Article publié dans Concours pluripro, décembre 2024
 

Pour cet ancien directeur de la Cnam passé par la direction de cabinet du Premier ministre et le secrétariat général de la présidence de la République française, l'administration et le système de santé français n'ont plus de secrets. Directeur général de l'AP-HP depuis juillet 2022, Nicolas Revel a clôturé, le 21 novembre dernier, le cycle 2024 des Tribunes de la santé, organisé par la chaire santé de Sciences Po. Et il a dévoilé point par point les dessous de la "crise des ressources humaines" que traverse actuellement le secteur hospitalier et la "crise d'attractivité" de notre système de santé. "La problématique des ressources humaines, des vocations et des besoins est aujourd'hui la question clé qui met le système le plus sous tension", et ce de "manière assez durable et structurante", a déclaré l'ancien auditeur de la Cour des comptes.

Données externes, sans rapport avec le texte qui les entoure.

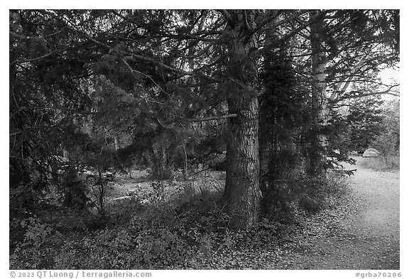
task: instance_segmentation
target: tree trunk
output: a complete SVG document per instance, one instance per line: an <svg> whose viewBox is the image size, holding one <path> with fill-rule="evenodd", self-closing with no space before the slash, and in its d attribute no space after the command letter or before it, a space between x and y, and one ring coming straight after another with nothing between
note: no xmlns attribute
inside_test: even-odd
<svg viewBox="0 0 409 279"><path fill-rule="evenodd" d="M311 16L314 16L311 12ZM327 60L320 36L323 32L323 20L318 17L311 25L311 48L312 88L311 104L312 108L312 138L308 153L310 164L307 173L317 175L325 173L328 140L325 128L328 125L328 101L327 99L327 83L325 70Z"/></svg>
<svg viewBox="0 0 409 279"><path fill-rule="evenodd" d="M229 61L227 104L236 117L228 121L224 200L230 224L245 229L258 221L261 191L258 160L258 99L251 89L256 77L255 61L249 50L256 47L246 35L243 11L231 12L227 28Z"/></svg>

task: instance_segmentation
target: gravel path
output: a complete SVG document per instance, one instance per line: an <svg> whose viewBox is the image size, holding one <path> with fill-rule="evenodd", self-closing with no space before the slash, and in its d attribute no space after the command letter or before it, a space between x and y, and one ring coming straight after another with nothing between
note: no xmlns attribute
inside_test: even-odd
<svg viewBox="0 0 409 279"><path fill-rule="evenodd" d="M355 159L349 205L355 213L337 221L336 233L309 236L312 244L295 254L292 269L399 269L399 172L376 172Z"/></svg>

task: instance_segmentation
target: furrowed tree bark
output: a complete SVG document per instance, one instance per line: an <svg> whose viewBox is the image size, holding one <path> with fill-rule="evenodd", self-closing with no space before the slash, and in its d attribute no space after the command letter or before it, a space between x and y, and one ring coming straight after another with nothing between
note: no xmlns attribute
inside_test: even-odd
<svg viewBox="0 0 409 279"><path fill-rule="evenodd" d="M271 45L274 41L277 41L280 38L278 28L274 28L278 18L267 24L266 31L265 45ZM271 60L271 53L264 55L264 60L267 63ZM272 119L271 115L276 109L276 104L271 104L269 97L266 92L261 95L260 100L259 112L259 154L260 154L260 189L263 197L266 197L268 189L270 186L271 175L269 175L271 168L271 157L274 151L274 133L273 133L275 119Z"/></svg>
<svg viewBox="0 0 409 279"><path fill-rule="evenodd" d="M311 24L310 35L312 50L311 99L312 138L308 153L309 165L306 170L311 175L319 175L325 173L327 147L328 146L328 139L325 134L325 128L328 125L329 116L325 80L327 60L322 42L320 40L320 36L323 32L324 21L321 16L317 16L316 13L318 12L310 12L311 17L317 18Z"/></svg>
<svg viewBox="0 0 409 279"><path fill-rule="evenodd" d="M247 228L258 221L261 191L258 158L258 99L252 89L256 64L249 54L255 48L244 11L229 13L226 33L229 61L227 67L229 114L224 201L230 224Z"/></svg>

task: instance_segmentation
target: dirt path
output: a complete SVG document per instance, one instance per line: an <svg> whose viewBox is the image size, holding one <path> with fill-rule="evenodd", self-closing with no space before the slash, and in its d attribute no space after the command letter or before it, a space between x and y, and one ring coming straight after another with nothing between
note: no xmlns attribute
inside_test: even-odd
<svg viewBox="0 0 409 279"><path fill-rule="evenodd" d="M293 269L399 269L399 172L361 165L351 178L356 213L337 220L336 233L310 236Z"/></svg>

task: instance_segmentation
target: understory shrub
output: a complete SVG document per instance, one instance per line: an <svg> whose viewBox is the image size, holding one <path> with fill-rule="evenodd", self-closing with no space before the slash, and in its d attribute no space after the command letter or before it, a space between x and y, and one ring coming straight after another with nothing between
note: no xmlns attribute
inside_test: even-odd
<svg viewBox="0 0 409 279"><path fill-rule="evenodd" d="M329 170L326 174L310 176L302 171L289 171L270 186L263 202L266 218L292 224L300 210L315 214L334 205L349 190L347 175Z"/></svg>
<svg viewBox="0 0 409 279"><path fill-rule="evenodd" d="M219 192L203 190L153 204L123 201L107 207L106 219L92 212L70 217L72 212L28 219L10 268L195 268L220 250L255 249L278 239L282 225L266 219L230 230L222 200Z"/></svg>
<svg viewBox="0 0 409 279"><path fill-rule="evenodd" d="M376 170L396 170L400 168L399 154L364 158L362 165Z"/></svg>

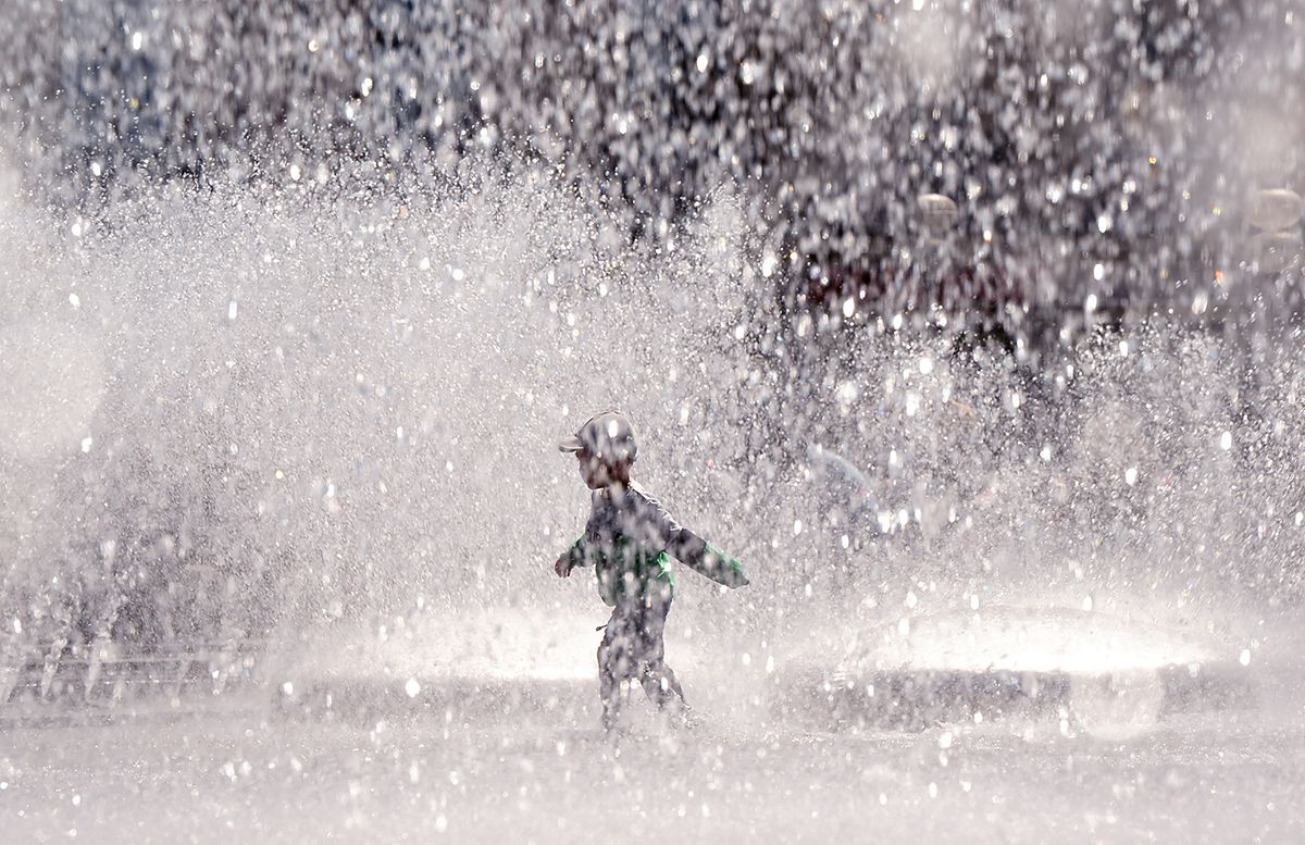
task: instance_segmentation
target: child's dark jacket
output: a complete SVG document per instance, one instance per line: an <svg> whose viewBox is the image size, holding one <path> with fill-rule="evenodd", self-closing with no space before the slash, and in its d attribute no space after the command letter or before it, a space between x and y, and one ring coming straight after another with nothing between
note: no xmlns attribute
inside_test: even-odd
<svg viewBox="0 0 1305 845"><path fill-rule="evenodd" d="M739 561L680 526L637 484L595 490L585 536L568 553L570 566L592 566L598 593L609 606L643 600L650 588L675 589L671 558L726 587L748 583Z"/></svg>

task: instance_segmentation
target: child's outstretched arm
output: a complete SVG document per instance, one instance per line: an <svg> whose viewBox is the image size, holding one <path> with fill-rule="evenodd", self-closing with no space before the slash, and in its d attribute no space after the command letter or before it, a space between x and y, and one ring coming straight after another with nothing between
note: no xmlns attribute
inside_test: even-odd
<svg viewBox="0 0 1305 845"><path fill-rule="evenodd" d="M666 546L667 553L683 561L718 584L724 584L731 589L748 586L748 575L743 571L743 563L729 557L720 549L693 533L688 528L675 532Z"/></svg>

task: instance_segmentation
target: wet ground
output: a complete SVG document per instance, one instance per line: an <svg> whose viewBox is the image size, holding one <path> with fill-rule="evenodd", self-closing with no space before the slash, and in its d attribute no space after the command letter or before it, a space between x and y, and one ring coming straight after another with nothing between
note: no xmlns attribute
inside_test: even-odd
<svg viewBox="0 0 1305 845"><path fill-rule="evenodd" d="M1054 721L690 730L589 713L367 726L258 713L9 728L5 842L1300 842L1300 709L1126 742ZM1070 730L1070 734L1074 734Z"/></svg>

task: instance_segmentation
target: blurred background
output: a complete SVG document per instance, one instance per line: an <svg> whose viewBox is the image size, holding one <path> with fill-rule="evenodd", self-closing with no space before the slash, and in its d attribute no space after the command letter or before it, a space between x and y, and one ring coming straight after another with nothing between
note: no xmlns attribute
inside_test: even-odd
<svg viewBox="0 0 1305 845"><path fill-rule="evenodd" d="M579 613L612 406L709 630L1296 605L1302 17L14 0L5 660Z"/></svg>

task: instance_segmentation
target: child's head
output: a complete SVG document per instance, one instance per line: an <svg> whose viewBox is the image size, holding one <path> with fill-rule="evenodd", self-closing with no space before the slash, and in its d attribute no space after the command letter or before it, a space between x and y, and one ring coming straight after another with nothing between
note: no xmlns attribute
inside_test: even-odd
<svg viewBox="0 0 1305 845"><path fill-rule="evenodd" d="M557 447L574 452L579 463L579 477L591 490L629 484L630 466L638 454L634 428L625 415L615 411L590 417Z"/></svg>

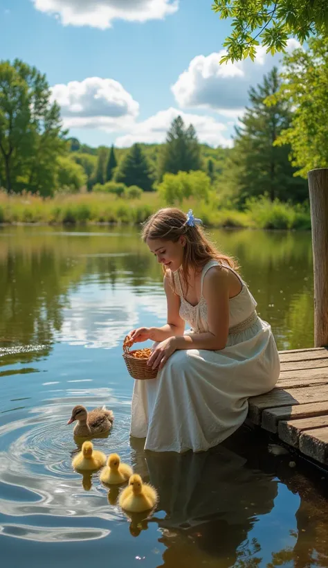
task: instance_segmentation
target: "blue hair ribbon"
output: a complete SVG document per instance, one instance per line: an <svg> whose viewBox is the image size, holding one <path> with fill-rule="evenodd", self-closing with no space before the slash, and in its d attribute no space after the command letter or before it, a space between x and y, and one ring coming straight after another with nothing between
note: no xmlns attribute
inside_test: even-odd
<svg viewBox="0 0 328 568"><path fill-rule="evenodd" d="M194 213L192 213L192 209L189 209L189 211L187 213L187 224L189 227L194 227L195 225L202 225L203 221L201 219L197 219L196 217L194 217Z"/></svg>

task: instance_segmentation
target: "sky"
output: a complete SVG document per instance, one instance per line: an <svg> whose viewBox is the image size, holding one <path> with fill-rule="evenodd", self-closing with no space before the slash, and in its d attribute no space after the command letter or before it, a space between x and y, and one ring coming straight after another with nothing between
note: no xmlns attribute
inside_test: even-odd
<svg viewBox="0 0 328 568"><path fill-rule="evenodd" d="M0 0L0 57L45 73L63 124L91 146L161 143L181 114L230 146L250 85L281 57L220 65L230 21L212 0ZM298 45L289 40L289 50Z"/></svg>

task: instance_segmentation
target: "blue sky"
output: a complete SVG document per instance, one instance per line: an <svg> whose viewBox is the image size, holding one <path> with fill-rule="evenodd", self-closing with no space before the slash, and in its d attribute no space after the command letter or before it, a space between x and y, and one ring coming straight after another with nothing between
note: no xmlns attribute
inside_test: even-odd
<svg viewBox="0 0 328 568"><path fill-rule="evenodd" d="M230 22L211 5L0 0L0 53L46 73L65 126L86 143L161 142L180 113L201 141L229 145L249 86L279 58L260 50L255 63L220 66Z"/></svg>

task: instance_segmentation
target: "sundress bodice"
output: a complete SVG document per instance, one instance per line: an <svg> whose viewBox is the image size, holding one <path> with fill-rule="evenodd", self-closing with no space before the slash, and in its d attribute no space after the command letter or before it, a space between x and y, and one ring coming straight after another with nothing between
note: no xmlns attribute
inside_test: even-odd
<svg viewBox="0 0 328 568"><path fill-rule="evenodd" d="M240 280L242 290L239 293L233 298L229 299L229 328L233 328L235 326L251 317L257 306L257 302L250 294L246 284L240 278L239 274L230 268L227 264L222 263L222 265L231 270ZM208 321L208 305L206 300L203 295L203 284L204 277L210 268L213 266L219 266L218 260L211 260L204 266L201 277L201 298L199 302L196 305L189 303L183 297L181 283L179 270L174 273L175 292L180 296L180 317L191 327L192 331L198 333L203 333L209 330Z"/></svg>

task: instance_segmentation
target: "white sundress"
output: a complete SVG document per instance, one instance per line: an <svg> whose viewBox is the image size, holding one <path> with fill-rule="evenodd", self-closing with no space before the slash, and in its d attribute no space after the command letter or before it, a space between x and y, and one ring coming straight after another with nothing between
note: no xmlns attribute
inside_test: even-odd
<svg viewBox="0 0 328 568"><path fill-rule="evenodd" d="M174 274L180 315L192 328L187 332L209 331L203 282L207 271L219 264L212 260L204 266L195 306L183 298L179 272ZM229 300L226 347L175 351L156 379L134 382L130 435L145 438L145 450L208 450L243 424L250 396L275 387L280 364L271 326L257 316L255 300L237 276L242 287Z"/></svg>

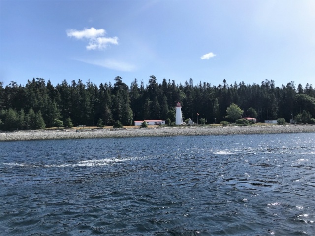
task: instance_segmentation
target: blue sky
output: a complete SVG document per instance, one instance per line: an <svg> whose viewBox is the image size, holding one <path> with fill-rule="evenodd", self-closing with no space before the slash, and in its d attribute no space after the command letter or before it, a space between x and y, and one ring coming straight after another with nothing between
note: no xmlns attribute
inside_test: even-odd
<svg viewBox="0 0 315 236"><path fill-rule="evenodd" d="M0 0L0 81L315 85L315 1Z"/></svg>

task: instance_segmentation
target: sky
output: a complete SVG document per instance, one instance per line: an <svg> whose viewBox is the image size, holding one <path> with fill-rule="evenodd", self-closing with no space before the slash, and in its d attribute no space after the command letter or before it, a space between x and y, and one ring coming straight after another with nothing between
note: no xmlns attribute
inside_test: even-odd
<svg viewBox="0 0 315 236"><path fill-rule="evenodd" d="M315 85L314 0L0 0L0 81Z"/></svg>

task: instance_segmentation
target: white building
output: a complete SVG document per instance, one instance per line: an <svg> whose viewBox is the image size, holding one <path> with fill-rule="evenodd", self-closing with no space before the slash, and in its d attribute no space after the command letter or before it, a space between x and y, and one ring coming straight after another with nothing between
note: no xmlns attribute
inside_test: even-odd
<svg viewBox="0 0 315 236"><path fill-rule="evenodd" d="M165 121L162 119L156 119L151 120L139 120L134 121L134 125L135 126L141 125L143 121L145 121L148 125L161 125L162 124L165 124Z"/></svg>
<svg viewBox="0 0 315 236"><path fill-rule="evenodd" d="M182 117L182 106L179 102L176 103L176 119L175 124L180 125L183 124L183 117Z"/></svg>
<svg viewBox="0 0 315 236"><path fill-rule="evenodd" d="M277 120L265 120L265 124L277 124Z"/></svg>

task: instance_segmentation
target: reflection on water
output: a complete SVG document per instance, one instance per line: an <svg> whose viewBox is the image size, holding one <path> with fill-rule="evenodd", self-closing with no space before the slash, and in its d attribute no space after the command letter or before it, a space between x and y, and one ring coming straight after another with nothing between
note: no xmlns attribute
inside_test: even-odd
<svg viewBox="0 0 315 236"><path fill-rule="evenodd" d="M0 232L313 236L314 137L1 142Z"/></svg>

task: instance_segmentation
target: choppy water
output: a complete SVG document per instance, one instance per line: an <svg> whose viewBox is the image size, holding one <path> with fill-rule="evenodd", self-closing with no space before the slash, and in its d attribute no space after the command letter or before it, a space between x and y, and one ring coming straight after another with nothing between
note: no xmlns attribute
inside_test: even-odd
<svg viewBox="0 0 315 236"><path fill-rule="evenodd" d="M315 134L0 142L1 235L315 235Z"/></svg>

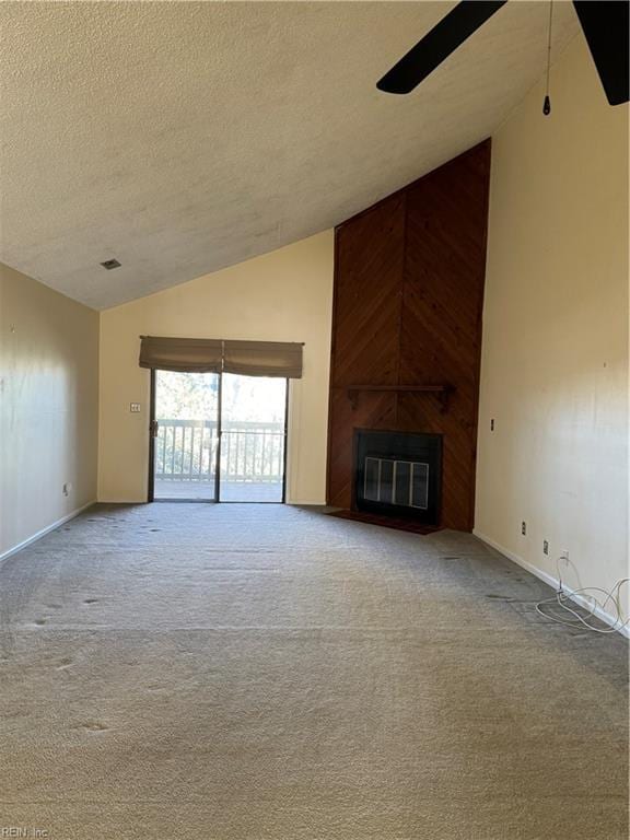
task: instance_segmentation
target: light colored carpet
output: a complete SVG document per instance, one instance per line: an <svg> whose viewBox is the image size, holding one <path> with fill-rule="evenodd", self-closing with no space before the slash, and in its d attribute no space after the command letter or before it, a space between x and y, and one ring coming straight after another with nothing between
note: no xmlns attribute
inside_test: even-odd
<svg viewBox="0 0 630 840"><path fill-rule="evenodd" d="M0 567L0 828L628 837L627 645L468 535L98 506Z"/></svg>

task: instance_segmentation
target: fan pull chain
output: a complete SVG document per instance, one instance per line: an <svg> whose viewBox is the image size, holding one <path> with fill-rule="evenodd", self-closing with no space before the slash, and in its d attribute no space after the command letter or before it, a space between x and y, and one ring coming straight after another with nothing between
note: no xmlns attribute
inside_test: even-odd
<svg viewBox="0 0 630 840"><path fill-rule="evenodd" d="M549 98L549 71L551 69L551 23L553 21L553 0L549 0L549 36L547 38L547 85L545 89L545 102L542 114L546 117L551 114L551 100Z"/></svg>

Pour expliquer son analyse, Nicolas Revel a dressé plusieurs constats faits depuis sa prise de fonction à la tête à l'AP-HP. Des difficultés que doivent aussi rencontrer les autres hôpitaux publics de l'Hexagone, estime-t-il. "La crise RH que je découvre à ma prise de poste en juillet 2022 est exacerbée par les suites de la pandémie, mais la crise des vocations à l'hôpital avait débuté, en réalité, avant la crise du Covid-19." Se nourrissant d'une "montée de la tension" sur les "conditions d'exercice et de travail", celle-ci se traduit notamment par une "baisse d'effectifs" qui n'est pas nécessairement liée à des "plans d'économies".

 

Départs en cascade et ras-le-bol général

Les infirmières hospitalières sont le parfait exemple de cette crise, assure-t-il. "Avant le Covid, 38 % quittaient l'AP-HP au bout de trois ans. L'hôpital public est donc entré très fatigué dans la crise sanitaire, rapporte Nicolas Revel. Cette crise a, par ailleurs, été suivie d'un immense exode qui a touché tous les systèmes de santé en Europe, mais qui a été spectaculaire en France et notamment en Île-de-France." Pour preuve, en l'espace de deux ans post-Covid, l'AP-HP a "perdu 2 000 infirmières", soit 12 % de ses effectifs. Des départs massifs qui ont entraîné des fermetures de lits "dans une proportion qu'aucun CHU n'a jamais rencontrée". Avant la crise, le taux de suppression des lits de chirurgie-obstétrique s'élevait à 8 %. Début 2023, il atteignait 19 %, poursuit-il. "En offre de soins, cela équivaut à la disparition d'un petit ou d'un moyen CHU."

Si ce phénomène a aussi été observé dans d'autres professions (infirmière de bloc opératoire, manipulateur radio, préparateur en pharmacie), seuls les médecins ont fait figure d'exception, car "l'AP-HP demeure un CHU très attractif" pour eux. Cependant, Nicolas Revel révèle le "ras-le-bol extrêmement fort" desdits médecins qui dénoncent le fait de ne plus "pouvoir exercer dans des conditions normales" à la suite de ces fermetures de lits. Sans oublier les "tensions qui apparaissent sur certaines spécialités à garde et la montée de l'intérim qui commence à toucher de grands CHU".

À cela s'ajoute la perte d'attractivité des carrières hospitalo-universitaires, vu les "postes non pourvus" qu'on commence à voir apparaître partout en France. Le risque, selon lui, est "l'effet boule de neige". "La question salariale ne représente pas le sujet n° 1 des hospitaliers, avance Nicolas Revel. Elle peut arriver dans le cadre de certaines spécialités comme les métiers du bloc opératoire, mais la grande majorité des professionnels ne me parlent pas de salaire en premier lieu... mais cela ne veut pas dire qu'il n'y a pas de problème sur ce sujet." Certes, les revalorisations du Ségur ont peut-être eu un "petit effet", ajoute-t-il, détaillant une hausse en moyenne de "20 à 25 % (entre 400 et 700 euros)". L'aspiration des professionnels porte donc sur d'autres éléments "plus profonds et plus difficiles à attraper", assure-t-il.